When developing containers or applications that need to be hosted on Kubernetes it is handy to have a local Kubernetes cluster.

With the use of Docker you can easily create a local single node cluster.

Docker

Start by installing Docker for your operating system. In this guide I used Docker for Windows but the operating system does not really matter.

Follow the setup guide and Docker will be started after the install.

Adding Kubernetes

When Docker is running you will see a Docker icon in the taskbar. Add Kubernetes can be via the settings page of Docker. To open the settings right click the icon and choose settings.

Docker Menu

In the settings there is a sub menu called “Kubernetes” on this page enable Kubernetes. If you want you can make the system containers visible.

Docker Kubernetes

Applying these settings will add Kubernetes within Docker.

Kubernetes Dashboard

Adding Kubernetes to Docker will not add the Kubernetes Dashboard. For adding the Kubernetes dashboard you have to do some additional steps.
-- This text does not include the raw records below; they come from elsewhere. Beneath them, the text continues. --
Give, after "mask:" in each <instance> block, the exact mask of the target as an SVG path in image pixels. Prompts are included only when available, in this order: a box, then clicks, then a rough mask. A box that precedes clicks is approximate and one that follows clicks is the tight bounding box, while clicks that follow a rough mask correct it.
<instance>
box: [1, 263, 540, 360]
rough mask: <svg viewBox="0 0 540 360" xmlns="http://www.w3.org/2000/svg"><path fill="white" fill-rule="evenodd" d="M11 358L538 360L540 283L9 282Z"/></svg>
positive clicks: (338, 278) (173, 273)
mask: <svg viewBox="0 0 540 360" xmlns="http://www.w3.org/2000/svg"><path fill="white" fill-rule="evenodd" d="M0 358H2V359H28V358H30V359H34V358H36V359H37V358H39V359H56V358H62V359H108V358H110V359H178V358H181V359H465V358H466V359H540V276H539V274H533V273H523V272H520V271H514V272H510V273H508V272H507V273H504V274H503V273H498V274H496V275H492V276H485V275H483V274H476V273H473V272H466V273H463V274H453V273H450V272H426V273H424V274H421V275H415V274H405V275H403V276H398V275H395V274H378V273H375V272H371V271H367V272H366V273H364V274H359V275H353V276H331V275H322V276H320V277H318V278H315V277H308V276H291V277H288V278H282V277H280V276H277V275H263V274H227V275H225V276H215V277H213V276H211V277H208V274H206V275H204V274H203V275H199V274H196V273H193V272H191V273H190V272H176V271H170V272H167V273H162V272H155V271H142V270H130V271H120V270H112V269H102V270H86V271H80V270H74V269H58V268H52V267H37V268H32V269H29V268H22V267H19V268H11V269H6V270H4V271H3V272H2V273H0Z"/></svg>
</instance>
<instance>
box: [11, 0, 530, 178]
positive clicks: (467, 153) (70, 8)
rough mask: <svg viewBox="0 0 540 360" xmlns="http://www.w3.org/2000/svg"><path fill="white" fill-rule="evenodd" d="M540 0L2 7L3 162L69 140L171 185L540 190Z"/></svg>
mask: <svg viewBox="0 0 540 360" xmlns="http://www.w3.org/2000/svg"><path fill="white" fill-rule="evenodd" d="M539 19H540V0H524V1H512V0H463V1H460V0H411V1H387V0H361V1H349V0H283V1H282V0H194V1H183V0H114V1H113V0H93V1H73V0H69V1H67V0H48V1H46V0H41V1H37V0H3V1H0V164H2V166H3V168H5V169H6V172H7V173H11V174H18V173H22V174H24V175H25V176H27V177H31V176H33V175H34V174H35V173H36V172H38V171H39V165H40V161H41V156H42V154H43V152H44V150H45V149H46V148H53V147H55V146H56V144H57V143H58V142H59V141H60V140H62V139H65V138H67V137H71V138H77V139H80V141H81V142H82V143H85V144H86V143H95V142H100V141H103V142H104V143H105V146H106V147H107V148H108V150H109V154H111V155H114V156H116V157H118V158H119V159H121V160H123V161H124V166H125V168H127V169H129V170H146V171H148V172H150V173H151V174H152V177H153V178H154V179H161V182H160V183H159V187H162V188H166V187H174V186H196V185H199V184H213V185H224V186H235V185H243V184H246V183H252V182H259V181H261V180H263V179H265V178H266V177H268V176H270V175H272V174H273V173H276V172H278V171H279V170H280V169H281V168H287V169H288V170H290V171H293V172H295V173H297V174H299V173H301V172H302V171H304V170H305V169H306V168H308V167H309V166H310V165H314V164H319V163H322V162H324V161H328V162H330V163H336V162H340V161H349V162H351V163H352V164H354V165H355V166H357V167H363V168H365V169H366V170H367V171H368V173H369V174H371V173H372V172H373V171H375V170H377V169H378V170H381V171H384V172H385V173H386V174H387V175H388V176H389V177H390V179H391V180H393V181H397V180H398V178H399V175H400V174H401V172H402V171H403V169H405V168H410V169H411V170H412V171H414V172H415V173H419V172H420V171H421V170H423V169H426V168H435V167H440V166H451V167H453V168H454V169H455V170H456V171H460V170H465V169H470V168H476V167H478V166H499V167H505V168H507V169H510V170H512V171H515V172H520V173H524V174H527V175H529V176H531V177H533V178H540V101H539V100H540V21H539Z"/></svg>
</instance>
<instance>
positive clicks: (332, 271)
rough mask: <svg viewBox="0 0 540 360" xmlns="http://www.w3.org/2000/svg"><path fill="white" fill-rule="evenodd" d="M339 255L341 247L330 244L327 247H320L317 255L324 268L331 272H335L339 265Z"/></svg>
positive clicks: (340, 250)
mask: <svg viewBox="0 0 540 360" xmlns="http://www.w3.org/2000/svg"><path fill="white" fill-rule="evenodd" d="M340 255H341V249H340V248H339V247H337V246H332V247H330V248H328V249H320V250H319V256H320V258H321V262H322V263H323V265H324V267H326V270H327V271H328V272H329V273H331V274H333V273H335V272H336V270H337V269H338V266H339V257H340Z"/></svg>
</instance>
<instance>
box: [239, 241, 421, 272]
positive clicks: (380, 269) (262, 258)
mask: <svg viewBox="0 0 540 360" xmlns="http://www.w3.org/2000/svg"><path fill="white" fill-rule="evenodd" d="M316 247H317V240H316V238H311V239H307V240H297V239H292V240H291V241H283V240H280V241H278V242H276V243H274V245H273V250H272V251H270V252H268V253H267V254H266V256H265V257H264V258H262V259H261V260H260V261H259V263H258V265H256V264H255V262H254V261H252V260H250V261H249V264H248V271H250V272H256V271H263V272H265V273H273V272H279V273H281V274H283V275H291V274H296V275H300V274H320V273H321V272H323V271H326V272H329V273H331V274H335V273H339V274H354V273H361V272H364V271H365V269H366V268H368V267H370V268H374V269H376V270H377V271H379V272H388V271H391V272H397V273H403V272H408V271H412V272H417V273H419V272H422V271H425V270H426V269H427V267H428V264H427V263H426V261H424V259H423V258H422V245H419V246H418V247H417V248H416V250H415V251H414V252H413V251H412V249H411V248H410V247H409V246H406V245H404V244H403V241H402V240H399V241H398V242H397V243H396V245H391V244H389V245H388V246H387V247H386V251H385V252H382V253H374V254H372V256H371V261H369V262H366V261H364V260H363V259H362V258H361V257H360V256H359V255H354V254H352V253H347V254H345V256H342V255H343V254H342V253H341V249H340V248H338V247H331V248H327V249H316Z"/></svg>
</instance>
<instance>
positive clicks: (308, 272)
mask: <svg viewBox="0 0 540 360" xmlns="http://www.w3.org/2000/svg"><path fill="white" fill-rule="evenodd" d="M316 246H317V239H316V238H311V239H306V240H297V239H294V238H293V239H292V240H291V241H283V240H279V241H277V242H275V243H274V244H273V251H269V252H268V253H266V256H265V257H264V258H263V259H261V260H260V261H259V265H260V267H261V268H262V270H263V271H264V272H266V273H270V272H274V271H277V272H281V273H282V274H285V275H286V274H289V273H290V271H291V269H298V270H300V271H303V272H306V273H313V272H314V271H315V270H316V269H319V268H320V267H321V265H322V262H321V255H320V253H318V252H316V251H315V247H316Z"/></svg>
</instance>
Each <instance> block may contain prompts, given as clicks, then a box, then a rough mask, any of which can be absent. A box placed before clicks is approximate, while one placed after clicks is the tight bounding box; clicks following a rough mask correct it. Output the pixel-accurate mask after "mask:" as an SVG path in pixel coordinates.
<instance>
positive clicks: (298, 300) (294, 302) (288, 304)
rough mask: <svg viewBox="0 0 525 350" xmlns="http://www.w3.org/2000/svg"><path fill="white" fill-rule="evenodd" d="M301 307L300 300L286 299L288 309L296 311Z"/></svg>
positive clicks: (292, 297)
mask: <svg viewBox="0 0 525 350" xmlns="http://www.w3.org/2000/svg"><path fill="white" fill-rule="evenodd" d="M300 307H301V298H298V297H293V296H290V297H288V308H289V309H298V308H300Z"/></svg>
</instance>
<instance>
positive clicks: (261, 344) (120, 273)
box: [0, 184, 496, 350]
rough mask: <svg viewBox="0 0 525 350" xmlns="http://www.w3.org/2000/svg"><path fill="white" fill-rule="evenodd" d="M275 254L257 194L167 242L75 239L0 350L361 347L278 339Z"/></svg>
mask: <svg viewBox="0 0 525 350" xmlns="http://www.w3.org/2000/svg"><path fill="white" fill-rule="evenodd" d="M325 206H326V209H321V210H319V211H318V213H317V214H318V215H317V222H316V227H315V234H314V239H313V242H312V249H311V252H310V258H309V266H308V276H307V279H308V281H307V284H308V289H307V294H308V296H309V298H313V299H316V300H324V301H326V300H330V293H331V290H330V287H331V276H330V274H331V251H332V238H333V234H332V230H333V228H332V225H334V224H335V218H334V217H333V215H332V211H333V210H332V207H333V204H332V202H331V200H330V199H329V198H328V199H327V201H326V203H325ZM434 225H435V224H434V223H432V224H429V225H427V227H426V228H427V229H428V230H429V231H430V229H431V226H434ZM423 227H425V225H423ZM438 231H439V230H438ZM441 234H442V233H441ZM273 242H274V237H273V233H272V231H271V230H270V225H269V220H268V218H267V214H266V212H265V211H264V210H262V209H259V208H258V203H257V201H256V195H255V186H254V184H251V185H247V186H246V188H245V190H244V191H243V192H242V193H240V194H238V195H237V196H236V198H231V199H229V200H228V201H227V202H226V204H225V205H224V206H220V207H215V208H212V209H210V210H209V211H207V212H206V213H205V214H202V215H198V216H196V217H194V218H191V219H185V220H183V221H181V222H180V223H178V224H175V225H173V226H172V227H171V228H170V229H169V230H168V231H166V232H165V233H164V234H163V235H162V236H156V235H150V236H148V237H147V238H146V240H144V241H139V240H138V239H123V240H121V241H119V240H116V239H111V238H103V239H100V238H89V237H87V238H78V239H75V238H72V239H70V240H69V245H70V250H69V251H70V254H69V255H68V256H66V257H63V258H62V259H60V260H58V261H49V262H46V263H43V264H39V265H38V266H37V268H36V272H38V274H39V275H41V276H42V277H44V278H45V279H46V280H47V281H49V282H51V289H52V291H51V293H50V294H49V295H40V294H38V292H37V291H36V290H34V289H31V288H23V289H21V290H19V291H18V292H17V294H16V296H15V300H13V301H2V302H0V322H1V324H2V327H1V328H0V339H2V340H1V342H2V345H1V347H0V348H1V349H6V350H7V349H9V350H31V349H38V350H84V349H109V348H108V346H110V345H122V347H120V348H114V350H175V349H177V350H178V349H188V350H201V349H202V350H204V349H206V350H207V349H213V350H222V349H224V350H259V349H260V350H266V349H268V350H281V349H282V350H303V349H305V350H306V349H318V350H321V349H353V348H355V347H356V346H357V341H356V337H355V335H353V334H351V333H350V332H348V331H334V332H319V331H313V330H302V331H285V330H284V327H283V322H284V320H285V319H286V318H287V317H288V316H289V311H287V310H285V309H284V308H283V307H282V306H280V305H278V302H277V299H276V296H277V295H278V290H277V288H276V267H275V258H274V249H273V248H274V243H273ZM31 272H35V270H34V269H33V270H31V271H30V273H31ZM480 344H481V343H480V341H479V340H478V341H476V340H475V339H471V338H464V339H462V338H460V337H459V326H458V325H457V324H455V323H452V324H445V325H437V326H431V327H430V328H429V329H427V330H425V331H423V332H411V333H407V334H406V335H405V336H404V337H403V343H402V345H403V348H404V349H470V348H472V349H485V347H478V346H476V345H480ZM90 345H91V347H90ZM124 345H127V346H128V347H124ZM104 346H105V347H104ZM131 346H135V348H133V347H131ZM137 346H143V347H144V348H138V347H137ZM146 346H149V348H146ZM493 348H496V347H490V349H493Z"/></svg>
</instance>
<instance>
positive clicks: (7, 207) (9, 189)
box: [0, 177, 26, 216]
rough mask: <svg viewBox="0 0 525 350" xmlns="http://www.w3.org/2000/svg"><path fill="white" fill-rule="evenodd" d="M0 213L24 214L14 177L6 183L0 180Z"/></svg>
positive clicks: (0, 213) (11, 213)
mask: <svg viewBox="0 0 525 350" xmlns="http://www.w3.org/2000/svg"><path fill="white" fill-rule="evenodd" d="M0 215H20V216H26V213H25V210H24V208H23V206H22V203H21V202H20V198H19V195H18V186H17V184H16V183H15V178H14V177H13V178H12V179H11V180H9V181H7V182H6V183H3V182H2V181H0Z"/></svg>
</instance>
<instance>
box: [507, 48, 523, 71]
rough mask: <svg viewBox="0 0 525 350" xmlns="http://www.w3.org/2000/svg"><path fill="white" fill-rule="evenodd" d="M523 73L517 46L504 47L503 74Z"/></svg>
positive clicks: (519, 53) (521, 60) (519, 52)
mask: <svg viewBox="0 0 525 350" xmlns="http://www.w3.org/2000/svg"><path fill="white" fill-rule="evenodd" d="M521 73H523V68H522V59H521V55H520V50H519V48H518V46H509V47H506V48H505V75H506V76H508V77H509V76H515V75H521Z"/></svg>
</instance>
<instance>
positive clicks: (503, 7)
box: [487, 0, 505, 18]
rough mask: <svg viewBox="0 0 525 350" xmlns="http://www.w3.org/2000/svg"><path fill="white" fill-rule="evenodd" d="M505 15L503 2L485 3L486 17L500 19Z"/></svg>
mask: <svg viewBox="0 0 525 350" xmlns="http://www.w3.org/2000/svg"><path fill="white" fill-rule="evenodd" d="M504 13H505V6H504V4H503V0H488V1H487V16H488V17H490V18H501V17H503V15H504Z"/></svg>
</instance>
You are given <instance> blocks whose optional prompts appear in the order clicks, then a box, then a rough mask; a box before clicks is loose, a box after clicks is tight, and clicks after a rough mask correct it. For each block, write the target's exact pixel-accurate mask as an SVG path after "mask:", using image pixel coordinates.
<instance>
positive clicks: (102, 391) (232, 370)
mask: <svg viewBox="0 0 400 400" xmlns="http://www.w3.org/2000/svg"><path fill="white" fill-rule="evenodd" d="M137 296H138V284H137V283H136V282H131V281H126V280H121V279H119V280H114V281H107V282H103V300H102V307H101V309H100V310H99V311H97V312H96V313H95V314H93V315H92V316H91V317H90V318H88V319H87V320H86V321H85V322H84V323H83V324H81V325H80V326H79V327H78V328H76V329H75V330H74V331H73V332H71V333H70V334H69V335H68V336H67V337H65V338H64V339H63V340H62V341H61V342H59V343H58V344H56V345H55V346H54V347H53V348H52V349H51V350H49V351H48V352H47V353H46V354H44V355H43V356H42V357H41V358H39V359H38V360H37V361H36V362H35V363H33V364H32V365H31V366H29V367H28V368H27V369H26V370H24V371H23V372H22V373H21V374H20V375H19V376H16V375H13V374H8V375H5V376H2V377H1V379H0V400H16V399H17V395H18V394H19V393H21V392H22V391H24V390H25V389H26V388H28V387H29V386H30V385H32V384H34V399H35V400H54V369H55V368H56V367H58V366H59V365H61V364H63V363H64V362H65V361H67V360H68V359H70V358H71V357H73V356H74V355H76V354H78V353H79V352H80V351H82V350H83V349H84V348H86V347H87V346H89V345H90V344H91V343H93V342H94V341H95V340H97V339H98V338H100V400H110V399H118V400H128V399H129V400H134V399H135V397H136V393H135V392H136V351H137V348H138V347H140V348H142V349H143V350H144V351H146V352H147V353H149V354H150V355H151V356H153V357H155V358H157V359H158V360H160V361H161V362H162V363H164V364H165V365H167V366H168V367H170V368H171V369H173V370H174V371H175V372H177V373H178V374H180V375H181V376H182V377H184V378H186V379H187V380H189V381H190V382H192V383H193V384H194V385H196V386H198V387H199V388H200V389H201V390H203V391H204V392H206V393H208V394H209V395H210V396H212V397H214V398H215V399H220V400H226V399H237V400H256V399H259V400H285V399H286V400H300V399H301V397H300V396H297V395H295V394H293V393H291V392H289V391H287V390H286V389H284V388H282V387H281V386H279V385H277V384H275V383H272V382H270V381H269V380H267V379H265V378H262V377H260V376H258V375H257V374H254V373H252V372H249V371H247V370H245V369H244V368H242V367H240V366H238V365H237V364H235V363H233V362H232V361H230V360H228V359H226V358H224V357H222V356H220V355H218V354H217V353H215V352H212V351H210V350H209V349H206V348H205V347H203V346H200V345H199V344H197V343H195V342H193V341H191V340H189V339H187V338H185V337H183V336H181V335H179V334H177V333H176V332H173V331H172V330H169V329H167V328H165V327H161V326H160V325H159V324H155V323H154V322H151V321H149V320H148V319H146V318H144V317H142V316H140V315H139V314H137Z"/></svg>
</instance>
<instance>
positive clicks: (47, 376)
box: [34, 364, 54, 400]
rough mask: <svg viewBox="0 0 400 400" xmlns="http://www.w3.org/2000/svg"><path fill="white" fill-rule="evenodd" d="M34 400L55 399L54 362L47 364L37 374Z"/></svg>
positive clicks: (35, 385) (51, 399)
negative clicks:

  1. Install kubectl: Install and Set Up kubectl.
  2. Open a Command Prompt.

If you have more Kubernetes cluster make sure you are running within the right Kubernetes context. You can get your current context via: kubectl config get-contexts and set the right context via: kubectl config use-context [context-name]

 

  1.  Run the following kubectl command to add the dashboard to the cluster.
kubectl apply -f https://raw.githubusercontent.com/kubernetes/dashboard/master/src/deploy/alternative/kubernetes-
dashboard.yaml

As this is a development environment I used the alternative setup. The alternative setup is not secured and should not be used in production scenario’s.  Kubernetes dashboard installation

Add Kubernetes dashboard alternative

  1. To open the dashboard use the proxy option of kubectl.
kubectl proxy

This will open a proxy to the dashboard. You can open the dashboard in the browser via the link.

When you want to use the dashboard the proxy needs to be open by running the same  kubectl proxy command.

Permanently exposing the dashboard

You can also expose the dashboard permanently by adding a service to the cluster. Applying the below “yaml” file will add the service to the cluster.

apiVersion: v1
kind: Service
metadata:
  labels:
    k8s-app: kubernetes-dashboard
  name: kubernetes-dashboard-nodeport
  namespace: kube-system
spec:
  ports:
  - port: 80
    protocol: TCP
    targetPort: 9090
    nodePort: 30555
  selector:
    k8s-app: kubernetes-dashboard
  sessionAffinity: None
  type: NodePort

The service will expose the dashboard on port 30555. After applying you can open dashboard via this url: http://localhost:30555.

Reset Kubernetes

When testing and developing applications you sometimes want to reset the cluster in order to begin with a clean environment.

Docker has a handy option for resetting the cluster. Within the settings open the “Reset” option and click on “Reset Kubernetes cluster”.

Docker Reset

If you choose to reset the Kubernetes cluster remember that you will remove the dashboard aswell.